We help you understand the landscape and prepare to speak with a licensed tax professional. This is general education- not legal or tax advice.

What May Be Deductible?

Under U.S. law, certain losses tied to transactions entered into for profit (e.g., investment fraud) may be deductible. Personal theft loss deductions are generally suspended through 2025 except for federally declared disasters. Consult a CPA.

Documentation Kit

We provide a checklist for timelines, bank records, communications, police/IC3 reports, and sworn statements- organized for a CPA to review.

Pro-Team Referrals

When you're ready, we can introduce you to vetted CPAs and attorneys who can evaluate your situation and file, if appropriate.

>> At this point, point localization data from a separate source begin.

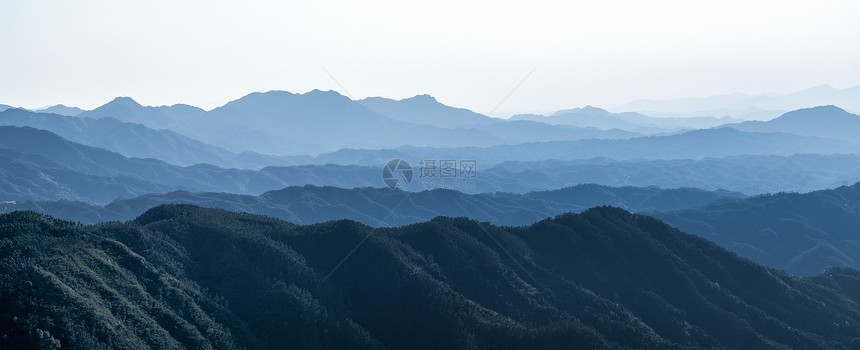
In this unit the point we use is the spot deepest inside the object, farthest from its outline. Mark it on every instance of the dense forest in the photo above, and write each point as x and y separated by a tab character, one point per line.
185	276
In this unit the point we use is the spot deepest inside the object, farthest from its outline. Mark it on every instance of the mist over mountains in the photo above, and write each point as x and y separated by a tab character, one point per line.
267	223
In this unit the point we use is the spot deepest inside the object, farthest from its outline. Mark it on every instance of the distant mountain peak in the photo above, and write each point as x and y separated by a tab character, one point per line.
423	98
124	101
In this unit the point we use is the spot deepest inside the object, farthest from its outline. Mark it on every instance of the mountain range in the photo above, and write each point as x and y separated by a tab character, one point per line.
589	116
803	234
386	207
823	95
824	121
318	122
182	276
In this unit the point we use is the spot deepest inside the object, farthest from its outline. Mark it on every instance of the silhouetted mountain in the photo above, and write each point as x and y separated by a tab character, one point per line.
61	110
816	96
587	116
722	115
182	276
824	121
424	109
522	131
800	233
279	122
29	177
699	144
135	140
385	207
89	161
747	174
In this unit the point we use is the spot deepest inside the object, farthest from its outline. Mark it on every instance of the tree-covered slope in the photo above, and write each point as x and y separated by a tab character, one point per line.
181	275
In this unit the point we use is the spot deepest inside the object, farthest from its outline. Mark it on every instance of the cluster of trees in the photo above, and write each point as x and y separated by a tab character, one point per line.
181	275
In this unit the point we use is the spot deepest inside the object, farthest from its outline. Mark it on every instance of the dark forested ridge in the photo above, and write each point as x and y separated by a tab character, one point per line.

Disclaimer- Educational Content Only

Laws change and vary by jurisdiction. Engage a licensed professional for advice specific to your fact.

FAQS

Is this legal or tax advice?

No. We provide education and business tools. Always hire a licensed professional for advice and filings.

Can every scam loss be deducted?

Not necessarily. It depends on your facts and current law. Many personal theft losses have been suspended from deduction through 2025. Some investment-related losses may qualify. A CPA must evaluate your case.

What results can I expect?

We promise process quality- clear steps, documentation, and protection planning. Outcomes (including refunds, deductions, or law-enforcement actions) depend on third parties and your unique situation.